Implementation:ChenghaoMou Text dedup Bloom Filter Func
| Knowledge Sources | |
|---|---|
| Domains | Data_Structures, Deduplication |
| Last Updated | 2026-02-14 21:00 GMT |
Overview
Concrete tool for streaming exact-match deduplication using the rbloom Bloom filter library provided by text-dedup.
Description
The bloom_filter function in bloom_filter.py creates an rbloom.Bloom filter via BloomFilterAlgorithmConfig.get_filter() and processes the dataset sequentially (num_proc=1, since the Bloom filter is stateful). For each document text, it checks membership (text in bf) and adds it if not seen.
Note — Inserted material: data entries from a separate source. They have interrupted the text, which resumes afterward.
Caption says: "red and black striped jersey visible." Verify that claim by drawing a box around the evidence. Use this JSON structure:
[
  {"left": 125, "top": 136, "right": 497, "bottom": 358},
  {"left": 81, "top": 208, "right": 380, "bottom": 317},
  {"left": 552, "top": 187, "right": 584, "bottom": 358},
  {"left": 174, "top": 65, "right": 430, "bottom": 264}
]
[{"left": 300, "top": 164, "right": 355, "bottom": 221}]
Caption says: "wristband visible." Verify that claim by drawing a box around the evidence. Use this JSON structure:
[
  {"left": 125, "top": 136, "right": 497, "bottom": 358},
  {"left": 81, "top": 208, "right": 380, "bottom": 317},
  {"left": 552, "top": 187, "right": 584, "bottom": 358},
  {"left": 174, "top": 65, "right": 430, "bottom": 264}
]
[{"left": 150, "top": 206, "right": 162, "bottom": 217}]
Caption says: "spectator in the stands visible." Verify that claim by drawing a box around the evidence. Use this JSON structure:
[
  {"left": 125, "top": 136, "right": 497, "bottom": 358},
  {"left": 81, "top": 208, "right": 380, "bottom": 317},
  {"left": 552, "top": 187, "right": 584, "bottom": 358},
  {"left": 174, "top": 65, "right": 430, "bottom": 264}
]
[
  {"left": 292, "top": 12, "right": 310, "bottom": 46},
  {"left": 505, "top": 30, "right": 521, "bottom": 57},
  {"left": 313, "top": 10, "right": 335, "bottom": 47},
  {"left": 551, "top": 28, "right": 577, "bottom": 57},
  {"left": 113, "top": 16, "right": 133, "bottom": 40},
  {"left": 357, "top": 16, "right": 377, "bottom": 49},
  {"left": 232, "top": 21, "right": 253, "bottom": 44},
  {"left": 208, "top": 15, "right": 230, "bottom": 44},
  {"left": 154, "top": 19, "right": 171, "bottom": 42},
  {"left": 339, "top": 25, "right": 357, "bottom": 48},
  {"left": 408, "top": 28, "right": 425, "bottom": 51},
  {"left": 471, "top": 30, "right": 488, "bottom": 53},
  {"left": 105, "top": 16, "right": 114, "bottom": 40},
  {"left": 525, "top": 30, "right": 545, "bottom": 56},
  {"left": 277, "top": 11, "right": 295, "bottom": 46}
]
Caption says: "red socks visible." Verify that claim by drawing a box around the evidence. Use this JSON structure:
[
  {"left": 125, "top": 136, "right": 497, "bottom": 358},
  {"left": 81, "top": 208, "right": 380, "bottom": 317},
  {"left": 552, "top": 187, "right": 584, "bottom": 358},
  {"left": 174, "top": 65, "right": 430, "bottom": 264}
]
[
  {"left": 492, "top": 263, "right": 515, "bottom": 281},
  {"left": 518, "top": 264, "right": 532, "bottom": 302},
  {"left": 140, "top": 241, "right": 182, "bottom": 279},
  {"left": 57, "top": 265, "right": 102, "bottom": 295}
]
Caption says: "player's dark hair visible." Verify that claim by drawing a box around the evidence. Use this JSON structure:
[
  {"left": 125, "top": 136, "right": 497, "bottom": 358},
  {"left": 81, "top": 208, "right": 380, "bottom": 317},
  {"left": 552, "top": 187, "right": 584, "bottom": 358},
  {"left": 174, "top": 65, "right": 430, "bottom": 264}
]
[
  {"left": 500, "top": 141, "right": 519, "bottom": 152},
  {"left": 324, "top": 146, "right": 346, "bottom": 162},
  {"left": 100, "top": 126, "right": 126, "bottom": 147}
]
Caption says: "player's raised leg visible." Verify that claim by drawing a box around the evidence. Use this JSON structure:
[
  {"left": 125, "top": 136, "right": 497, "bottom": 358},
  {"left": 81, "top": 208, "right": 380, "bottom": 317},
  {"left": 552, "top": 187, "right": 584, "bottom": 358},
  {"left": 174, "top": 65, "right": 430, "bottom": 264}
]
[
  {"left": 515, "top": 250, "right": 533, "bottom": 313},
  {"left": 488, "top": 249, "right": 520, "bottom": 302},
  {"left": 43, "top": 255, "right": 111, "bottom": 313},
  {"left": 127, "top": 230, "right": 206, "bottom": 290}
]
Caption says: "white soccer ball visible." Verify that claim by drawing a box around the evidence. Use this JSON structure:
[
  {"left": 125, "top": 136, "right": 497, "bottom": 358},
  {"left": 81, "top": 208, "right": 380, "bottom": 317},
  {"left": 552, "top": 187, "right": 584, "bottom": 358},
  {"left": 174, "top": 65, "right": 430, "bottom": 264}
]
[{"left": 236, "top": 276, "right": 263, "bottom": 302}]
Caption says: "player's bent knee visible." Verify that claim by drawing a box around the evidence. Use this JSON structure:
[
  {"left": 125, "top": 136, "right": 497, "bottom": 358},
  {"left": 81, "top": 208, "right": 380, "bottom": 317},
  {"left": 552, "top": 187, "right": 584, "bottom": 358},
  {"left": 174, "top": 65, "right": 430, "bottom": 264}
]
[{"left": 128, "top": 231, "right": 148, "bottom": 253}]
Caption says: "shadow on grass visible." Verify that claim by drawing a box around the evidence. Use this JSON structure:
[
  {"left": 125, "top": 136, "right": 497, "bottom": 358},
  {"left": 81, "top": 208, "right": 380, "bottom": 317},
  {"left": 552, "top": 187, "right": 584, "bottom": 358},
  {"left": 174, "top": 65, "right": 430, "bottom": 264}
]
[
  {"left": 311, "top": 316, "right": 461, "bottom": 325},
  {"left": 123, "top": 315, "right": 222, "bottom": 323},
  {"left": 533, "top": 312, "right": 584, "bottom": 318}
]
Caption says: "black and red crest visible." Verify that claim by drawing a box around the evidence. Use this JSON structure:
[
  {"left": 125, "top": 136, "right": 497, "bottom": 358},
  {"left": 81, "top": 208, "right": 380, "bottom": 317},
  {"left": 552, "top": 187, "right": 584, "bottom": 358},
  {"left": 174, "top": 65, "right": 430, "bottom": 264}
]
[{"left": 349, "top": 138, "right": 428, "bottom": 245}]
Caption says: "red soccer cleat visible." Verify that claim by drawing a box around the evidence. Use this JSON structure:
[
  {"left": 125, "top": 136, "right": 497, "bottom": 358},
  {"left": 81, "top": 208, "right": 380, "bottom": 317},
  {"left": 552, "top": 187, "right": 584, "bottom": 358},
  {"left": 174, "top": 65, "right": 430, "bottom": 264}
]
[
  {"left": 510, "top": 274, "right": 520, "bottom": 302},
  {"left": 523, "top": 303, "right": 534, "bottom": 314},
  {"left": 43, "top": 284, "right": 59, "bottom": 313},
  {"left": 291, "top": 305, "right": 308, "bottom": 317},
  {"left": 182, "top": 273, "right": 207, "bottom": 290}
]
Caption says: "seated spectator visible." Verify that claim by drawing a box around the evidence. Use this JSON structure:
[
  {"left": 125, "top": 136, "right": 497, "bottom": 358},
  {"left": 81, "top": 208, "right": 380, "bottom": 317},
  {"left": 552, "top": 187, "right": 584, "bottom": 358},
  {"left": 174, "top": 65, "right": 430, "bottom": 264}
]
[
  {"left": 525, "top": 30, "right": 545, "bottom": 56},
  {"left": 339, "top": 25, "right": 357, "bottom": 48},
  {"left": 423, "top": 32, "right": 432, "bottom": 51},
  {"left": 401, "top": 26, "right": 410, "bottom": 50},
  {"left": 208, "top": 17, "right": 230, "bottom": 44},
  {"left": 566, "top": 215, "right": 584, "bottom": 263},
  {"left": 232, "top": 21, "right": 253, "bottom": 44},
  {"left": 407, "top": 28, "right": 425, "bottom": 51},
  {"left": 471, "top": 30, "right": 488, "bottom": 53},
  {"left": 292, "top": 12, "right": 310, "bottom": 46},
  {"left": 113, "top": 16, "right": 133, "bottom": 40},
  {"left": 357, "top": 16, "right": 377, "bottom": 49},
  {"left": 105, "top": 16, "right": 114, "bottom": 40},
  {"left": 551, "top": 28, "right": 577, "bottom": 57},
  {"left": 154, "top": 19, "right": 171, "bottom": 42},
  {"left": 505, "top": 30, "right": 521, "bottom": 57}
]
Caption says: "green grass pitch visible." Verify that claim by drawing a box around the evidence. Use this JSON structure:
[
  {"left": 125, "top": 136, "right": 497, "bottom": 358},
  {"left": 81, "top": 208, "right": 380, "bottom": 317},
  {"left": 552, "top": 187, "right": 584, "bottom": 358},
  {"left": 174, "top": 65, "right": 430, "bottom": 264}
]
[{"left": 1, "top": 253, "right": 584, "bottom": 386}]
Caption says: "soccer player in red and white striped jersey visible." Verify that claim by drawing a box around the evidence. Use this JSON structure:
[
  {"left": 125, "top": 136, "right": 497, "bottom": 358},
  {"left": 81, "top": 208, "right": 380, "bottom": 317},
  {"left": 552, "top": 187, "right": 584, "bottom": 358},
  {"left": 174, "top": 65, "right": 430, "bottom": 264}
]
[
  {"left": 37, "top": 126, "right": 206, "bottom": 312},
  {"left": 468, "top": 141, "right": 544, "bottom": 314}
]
The result is a duplicate boolean column on the dataset.
The BloomFilterAlgorithmConfig class configures the filter with max_elements (expected capacity) and error_rate (target false positive probability), which are passed directly to rbloom.Bloom.
Usage
Import this when running the Bloom filter deduplication pipeline for exact-match deduplication.
Code Reference
Source Location
- Repository: text-dedup
- File: src/text_dedup/bloom_filter.py (L23-47), src/text_dedup/config/algorithms/bloom.py (L10-16)
Signature
def bloom_filter(config: Config, ds: Dataset) -> Dataset:
"""Apply Bloom filter for exact-match deduplication.
Parameters
----------
config : Config
Pipeline configuration with BloomFilter settings.
ds : Dataset
Input dataset with text column.
Returns
-------
Dataset
Dataset with 'duplicate' boolean column added.
"""
class BloomFilterAlgorithmConfig(AlgorithmConfig):
algo_name: Literal["bloomfilter"] = "bloomfilter"
max_elements: int
error_rate: float
def get_filter(self) -> Bloom:
"""Create a new rbloom.Bloom filter."""
return Bloom(self.max_elements, self.error_rate)
Import
from text_dedup.bloom_filter import bloom_filter
from text_dedup.config import BloomFilterAlgorithmConfig
I/O Contract
Inputs
| Name | Type | Required | Description |
|---|---|---|---|
| config | Config | Yes | Pipeline configuration with Bloom filter settings |
| ds | Dataset | Yes | Input dataset with text column |
Outputs
| Name | Type | Description |
|---|---|---|
| Dataset | Dataset | Dataset with added 'duplicate' boolean column |
Usage Examples
Running Bloom Filter Deduplication
from text_dedup.bloom_filter import bloom_filter, load_and_preprocess, remove_duplicates
from text_dedup.config.base import load_config_from_toml
from pathlib import Path
config = load_config_from_toml(Path("configs/bloom_filter.toml"))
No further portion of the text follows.